Enfin il ne suffit pas de connaître la pensée du Saint Père. Il nous faut la mettre en pratique, accomplir ses désirs et ses directives.

Vous tous, vous souhaitez être de bons missionnaires. Il vous est impossible de l’être si vous ne comprenez pas les gens au milieu de qui vous vivez. Vous devez connaître, apprécier ; être profondément conscients de la situation dans laquelle votre peuple vit et travaille. Comprenez leur condition sociale, leurs aspirations, leurs mobiles, les injustices dont ils souffrent, leurs angoisses, leurs craintes, leurs désirs légitimes et veillez à ce qu’ils soient éclairés par les enseignements de l’Église et en conformité avec eux. C’est un vaste programme qu’attend de vous. Je vois que vous comprenez son importance et que vous le mettrez en pratique avec toute votre volonté.

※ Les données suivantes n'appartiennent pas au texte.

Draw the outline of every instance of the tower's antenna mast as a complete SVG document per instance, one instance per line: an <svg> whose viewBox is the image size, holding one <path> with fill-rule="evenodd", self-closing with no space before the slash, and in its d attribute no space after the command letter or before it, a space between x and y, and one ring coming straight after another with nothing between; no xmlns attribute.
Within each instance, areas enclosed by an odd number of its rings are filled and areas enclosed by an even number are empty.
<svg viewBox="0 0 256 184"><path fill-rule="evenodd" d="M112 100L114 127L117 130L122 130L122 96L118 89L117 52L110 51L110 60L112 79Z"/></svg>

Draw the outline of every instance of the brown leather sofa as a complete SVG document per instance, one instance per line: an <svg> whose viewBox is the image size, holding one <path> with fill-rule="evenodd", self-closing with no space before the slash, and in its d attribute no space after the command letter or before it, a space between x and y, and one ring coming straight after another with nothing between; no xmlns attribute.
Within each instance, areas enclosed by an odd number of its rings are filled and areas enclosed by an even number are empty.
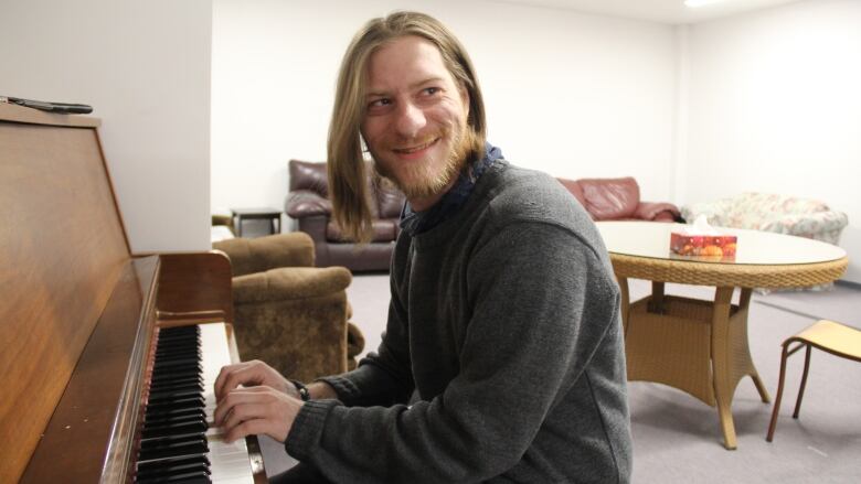
<svg viewBox="0 0 861 484"><path fill-rule="evenodd" d="M640 186L631 176L557 180L594 221L681 221L679 208L671 203L640 201Z"/></svg>
<svg viewBox="0 0 861 484"><path fill-rule="evenodd" d="M401 233L398 217L404 195L390 183L380 180L369 169L374 238L360 246L342 240L338 224L331 218L329 180L326 162L290 160L289 193L285 212L296 221L297 228L313 239L318 267L343 266L352 271L387 271L394 241Z"/></svg>
<svg viewBox="0 0 861 484"><path fill-rule="evenodd" d="M310 237L290 233L212 246L231 260L243 361L262 359L301 381L355 368L364 336L348 321L352 276L343 267L313 267Z"/></svg>

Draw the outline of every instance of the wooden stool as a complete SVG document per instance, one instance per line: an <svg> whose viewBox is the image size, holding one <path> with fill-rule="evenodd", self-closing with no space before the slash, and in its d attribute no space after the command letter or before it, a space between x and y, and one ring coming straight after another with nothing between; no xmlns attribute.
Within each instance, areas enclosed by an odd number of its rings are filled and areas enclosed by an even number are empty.
<svg viewBox="0 0 861 484"><path fill-rule="evenodd" d="M791 349L789 345L798 343ZM777 397L774 400L774 411L772 412L772 423L768 426L768 434L765 440L770 442L774 438L774 430L777 427L777 412L780 410L780 397L784 395L784 377L786 376L786 358L793 353L807 348L805 355L805 373L801 375L801 387L798 389L798 400L795 402L795 412L793 418L798 418L798 411L801 409L801 397L805 394L807 384L807 370L810 368L810 348L816 346L823 352L844 358L861 362L861 331L855 330L833 321L821 320L808 326L800 333L786 338L783 343L783 355L780 356L780 380L777 385Z"/></svg>

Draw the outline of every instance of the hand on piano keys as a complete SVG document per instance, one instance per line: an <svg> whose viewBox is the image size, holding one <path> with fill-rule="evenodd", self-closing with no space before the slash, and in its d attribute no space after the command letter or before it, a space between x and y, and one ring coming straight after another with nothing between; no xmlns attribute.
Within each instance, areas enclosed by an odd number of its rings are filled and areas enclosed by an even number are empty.
<svg viewBox="0 0 861 484"><path fill-rule="evenodd" d="M213 424L213 390L231 364L224 324L161 329L141 430L136 483L254 483L245 440Z"/></svg>
<svg viewBox="0 0 861 484"><path fill-rule="evenodd" d="M304 404L289 380L259 361L222 368L215 395L214 423L227 442L262 433L284 442Z"/></svg>

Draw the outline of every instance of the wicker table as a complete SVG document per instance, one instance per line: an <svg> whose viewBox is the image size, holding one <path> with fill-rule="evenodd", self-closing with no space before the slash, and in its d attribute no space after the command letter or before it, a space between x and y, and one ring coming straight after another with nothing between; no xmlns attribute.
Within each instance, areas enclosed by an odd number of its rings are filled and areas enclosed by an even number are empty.
<svg viewBox="0 0 861 484"><path fill-rule="evenodd" d="M597 224L621 289L628 379L666 384L718 407L724 447L735 449L732 399L750 376L764 402L768 392L747 345L753 288L791 288L831 282L849 260L837 246L757 230L721 228L737 237L734 260L670 255L670 233L681 224ZM651 295L630 302L628 279L652 281ZM666 282L715 287L714 301L666 295ZM738 303L733 291L741 289Z"/></svg>

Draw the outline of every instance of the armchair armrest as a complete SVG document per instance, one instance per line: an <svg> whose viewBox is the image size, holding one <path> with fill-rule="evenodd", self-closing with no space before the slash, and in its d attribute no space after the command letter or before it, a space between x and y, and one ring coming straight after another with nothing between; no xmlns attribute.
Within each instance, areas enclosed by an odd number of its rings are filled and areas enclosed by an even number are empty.
<svg viewBox="0 0 861 484"><path fill-rule="evenodd" d="M212 245L231 259L233 276L263 272L277 267L313 267L313 240L291 232L259 238L234 238Z"/></svg>
<svg viewBox="0 0 861 484"><path fill-rule="evenodd" d="M350 348L359 343L358 327L347 322L344 289L351 279L343 267L280 268L233 278L240 354L302 381L346 372L348 355L361 352Z"/></svg>
<svg viewBox="0 0 861 484"><path fill-rule="evenodd" d="M353 277L343 267L283 267L233 278L236 304L306 300L343 291ZM347 310L343 310L344 315Z"/></svg>
<svg viewBox="0 0 861 484"><path fill-rule="evenodd" d="M674 222L681 217L679 208L671 203L640 202L634 217L642 221Z"/></svg>
<svg viewBox="0 0 861 484"><path fill-rule="evenodd" d="M329 216L332 213L332 202L310 190L295 190L287 195L284 208L290 218Z"/></svg>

Il y a encore tant d’autres sujets dont j’aimerais à vous entretenir. J’ai fait un long voyage pour vous adresser ces paroles et je ne voudrais pas vous laisser sans vous donner les consignes les plus essentielles pour votre apostolat. Je suis certain que vous suivez la pensée du Saint Père dabs ses discours, Encycliques, etc… Si vous êtes convaincus de la nécessité de la charité fraternelle, des vocations locales et de l’apostolat des laïcs, mon voyage jusqu’à vous aura été tout spécialement béni. Si le programme exposé par ces trois simples directives est réalisé, il y a toutes raisons d’être très confiants dans l’avenir de l’Église de Tahiti.

Puissiez-vous tous ensemble travailler à exécuter ce programme, en union avec le Christ Prêtre et Victime.